4 de fev de 2016

Superfaturamento na CL/DF mantém equipamentos encostados

LEONARDO ARRUDA/ESP. METRÓPOLES
Superfaturamento de R$ 1 milhão em contrato da Câmara Legislativa mantém equipamentos telefônicos encostados há um ano
O TCDF identificou irregularidades em fevereiro de 2015 e recomendou à Casa que não efetuasse o pagamento à empresa responsável pelo material até que os problemas fossem sanados. Impasse segue sem solução


No subsolo da Câmara Legislativa, está a prova de um esquema de superfaturamento que quase desviou dos cofres da Casa mais de R$ 1 milhão. Embalados em caixa de papelão, equipamentos como racks de telefonia e aparelhos telefônicos de torre fixa (foto) estão há mais de um ano no almoxarifado.

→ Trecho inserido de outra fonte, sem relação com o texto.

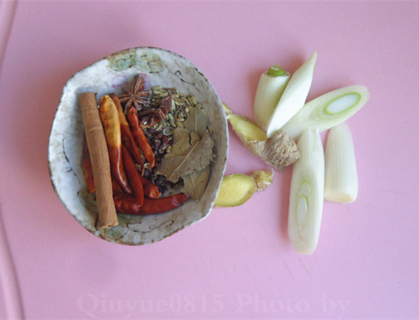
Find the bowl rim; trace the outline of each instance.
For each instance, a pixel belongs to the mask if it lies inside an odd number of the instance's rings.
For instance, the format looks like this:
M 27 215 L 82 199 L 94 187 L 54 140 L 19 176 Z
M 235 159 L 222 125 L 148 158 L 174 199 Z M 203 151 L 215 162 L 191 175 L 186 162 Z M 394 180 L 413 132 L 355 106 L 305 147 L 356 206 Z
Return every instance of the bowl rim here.
M 182 225 L 180 226 L 180 228 L 175 229 L 175 230 L 170 230 L 170 232 L 164 234 L 163 235 L 163 237 L 161 237 L 160 238 L 156 240 L 151 240 L 150 242 L 138 242 L 138 243 L 134 243 L 134 242 L 123 242 L 123 241 L 118 241 L 117 240 L 115 239 L 111 239 L 111 238 L 109 238 L 107 237 L 103 237 L 100 233 L 98 233 L 98 230 L 97 229 L 89 229 L 88 228 L 87 228 L 87 226 L 82 223 L 82 222 L 81 220 L 80 220 L 77 218 L 77 216 L 76 214 L 73 213 L 72 212 L 72 210 L 70 210 L 70 208 L 68 208 L 68 203 L 67 203 L 67 201 L 65 199 L 64 199 L 62 198 L 62 195 L 60 193 L 60 191 L 58 189 L 57 186 L 55 186 L 55 183 L 54 183 L 54 179 L 53 179 L 53 176 L 55 174 L 53 171 L 53 169 L 52 168 L 51 166 L 51 162 L 52 162 L 52 155 L 51 155 L 51 142 L 52 142 L 52 139 L 53 139 L 53 127 L 54 127 L 54 124 L 55 122 L 55 119 L 57 117 L 58 113 L 60 112 L 60 105 L 62 104 L 63 102 L 63 99 L 64 99 L 64 95 L 65 93 L 66 92 L 67 90 L 67 87 L 71 83 L 71 80 L 75 78 L 77 75 L 79 75 L 80 73 L 85 71 L 87 69 L 89 69 L 90 68 L 92 68 L 95 64 L 99 64 L 101 61 L 103 61 L 104 60 L 109 60 L 110 58 L 114 57 L 114 56 L 117 56 L 119 55 L 121 55 L 121 54 L 124 54 L 124 53 L 128 53 L 130 52 L 136 52 L 138 50 L 151 50 L 155 52 L 158 52 L 158 51 L 162 51 L 162 52 L 165 52 L 167 54 L 169 54 L 170 55 L 173 55 L 174 57 L 175 57 L 178 59 L 180 59 L 180 60 L 183 60 L 185 62 L 186 62 L 187 64 L 190 65 L 191 66 L 192 66 L 195 70 L 200 74 L 200 75 L 201 77 L 202 77 L 203 80 L 205 80 L 205 82 L 207 84 L 209 88 L 213 91 L 213 93 L 214 94 L 214 97 L 217 101 L 217 105 L 219 105 L 219 109 L 220 110 L 220 111 L 222 111 L 222 100 L 220 99 L 219 95 L 218 95 L 218 92 L 217 92 L 215 87 L 212 85 L 212 84 L 211 83 L 211 82 L 210 81 L 210 80 L 207 78 L 207 76 L 205 75 L 205 73 L 195 64 L 193 63 L 191 60 L 190 60 L 189 59 L 187 59 L 187 58 L 185 58 L 185 56 L 175 53 L 173 51 L 171 51 L 170 50 L 167 50 L 167 49 L 164 49 L 162 48 L 158 48 L 158 47 L 154 47 L 154 46 L 136 46 L 136 47 L 133 47 L 133 48 L 126 48 L 126 49 L 123 49 L 116 52 L 114 52 L 113 53 L 107 55 L 103 56 L 102 58 L 97 60 L 96 61 L 89 64 L 88 65 L 87 65 L 86 67 L 79 70 L 78 71 L 77 71 L 76 73 L 75 73 L 72 75 L 71 75 L 67 80 L 66 81 L 65 84 L 64 85 L 62 92 L 61 92 L 61 95 L 58 102 L 58 104 L 57 105 L 57 109 L 55 110 L 55 112 L 54 114 L 54 117 L 53 119 L 53 122 L 51 124 L 51 129 L 50 132 L 50 134 L 49 134 L 49 138 L 48 138 L 48 173 L 50 175 L 50 181 L 51 182 L 51 185 L 53 186 L 53 188 L 54 190 L 54 192 L 55 193 L 55 194 L 57 195 L 57 196 L 58 197 L 58 198 L 60 199 L 61 203 L 63 205 L 63 206 L 65 208 L 66 210 L 71 215 L 71 216 L 72 216 L 76 221 L 81 225 L 82 227 L 83 227 L 84 229 L 85 229 L 87 231 L 88 231 L 89 233 L 92 233 L 94 235 L 95 235 L 97 238 L 99 238 L 102 240 L 107 240 L 107 242 L 113 242 L 113 243 L 116 243 L 116 244 L 121 244 L 121 245 L 146 245 L 146 244 L 151 244 L 151 243 L 154 243 L 156 242 L 159 242 L 161 241 L 168 237 L 170 237 L 170 235 L 174 235 L 175 233 L 177 233 L 178 232 L 185 229 L 185 228 L 192 225 L 195 223 L 197 223 L 200 221 L 201 221 L 202 220 L 205 219 L 205 218 L 207 218 L 210 212 L 212 211 L 213 207 L 214 207 L 214 203 L 215 202 L 215 199 L 217 198 L 217 194 L 218 193 L 218 191 L 219 190 L 220 188 L 220 185 L 221 185 L 221 182 L 222 181 L 222 177 L 224 176 L 224 174 L 226 170 L 226 167 L 227 167 L 227 157 L 228 157 L 228 153 L 229 153 L 229 132 L 228 132 L 228 122 L 227 122 L 227 117 L 225 115 L 225 114 L 224 112 L 220 112 L 220 114 L 222 115 L 222 118 L 223 119 L 223 127 L 224 127 L 224 130 L 226 132 L 225 137 L 224 137 L 225 139 L 225 145 L 223 145 L 223 149 L 224 149 L 224 154 L 225 154 L 224 156 L 223 156 L 222 159 L 219 159 L 218 161 L 221 161 L 221 164 L 219 164 L 222 166 L 222 170 L 221 170 L 221 173 L 220 174 L 220 178 L 219 179 L 219 181 L 217 182 L 217 184 L 215 186 L 215 189 L 213 191 L 213 196 L 212 197 L 211 201 L 210 201 L 210 204 L 208 206 L 208 209 L 206 210 L 207 212 L 200 218 L 198 218 L 197 220 L 194 220 L 192 221 L 190 221 L 189 223 L 187 224 L 183 224 Z M 132 68 L 132 65 L 129 66 L 129 68 L 127 68 L 127 69 L 129 69 L 130 68 Z M 122 70 L 121 70 L 122 71 Z M 65 155 L 65 156 L 66 157 L 66 156 Z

Os itens não podem ser usados por decisão do Tribunal de Contas do Distrito Federal. A medida da Corte evitou que a conta de R$ 2.713.875,56 (dos quais R$ 1 milhão estava acima do preço de mercado) fosse paga. Os técnicos do TCDF constataram irregularidades nos contratos n° 033 e n° 034, ambos de dezembro de 2014. Os problemas envolvem desde a forma como foi feita a escolha da empresa fornecedora — por adesão de atas de pregões eletrônicos realizados por outros órgãos — até sobrepreço.

De acordo com o relatório do TCDF, o valor de R$ 2.713.875,56 supera em R$ 1.015.296,89 o menor preço apresentado por uma das quatro empresas que encaminharam propostas para fornecer solução de comunicação unificada e central telefônica para a Câmara, além de suporte e atualização da rede corporativa de voz, dados e imagens.
A escolhida foi a Mahvla Telecomm Consultoria e Serviços em Telecomunicação Ltda. Pesou a favor dela o fato de a companhia ter sido vencedora em dois pregões eletrônicos anteriores: do Departamento Nacional de Obras Contra as Secas (DNOCS) e da Defensoria Pública. Em 3 de dezembro de 2014, já prestes a entregar a presidência para Celina Leão (PDT), o petista Wasny de Roure (PT) oficializou a adesão da ata que escolheu a Mahvla, levando em consideração a experiência da empresa com os outros leilões em detrimento ao menor preço.
A empresa tinha 15 dias, após a assinatura do contrato, para entregar os equipamentos. Ao fim do prazo, em 21 de janeiro de 2015, deixou parte do material na Casa, mesmo não tendo recebido o pagamento.

Em fevereiro daquele ano, o TCDF interveio e abriu processo para investigar a contratação da Mahvla. Enquanto isso, o pagamento ficou suspenso. Nove meses depois, em 23 de novembro de 2015 — um mês antes de a despesa entrar nos restos a pagar para 2016 (gastos que passam de um ano para o outro) —, o tribunal confirmou que havia problemas ao recomendar que a CLDF “não realizasse o pagamento” até que se promovesse “o adequado balizamento quanto ao sobrepreço apontado”.

“Ditames legais”
Por meio de nota, o deputado Wasny de Roure, presidente da CLDF à época, informou ao Metrópoles que “o processo de adesão a ata de registro de preços observou todos os ditames legais e a orientação das áreas técnicas pertinentes, em especial a de Informática, Administração e Finanças, e Procuradoria-Geral. A contratação, a despeito de regular, não foi levada a cabo. Nesse sentido, a fim de resguardar o interesse público, exatamente em atenção à simples possibilidade de quaisquer mínimas inconsistências no processo que possam macular a contratação, o Tribunal de Contas atendeu solicitação do secretário-geral à época e determinou que a Câmara Legislativa se abstenha, cautelarmente, de realizar pagamentos referentes a contratação”.

A reportagem entrou em contato com os responsáveis pela Mahvla Telecomm Consultoria e Serviços em Telecomunicação Ltda. Porém, a empresa não se manifestou.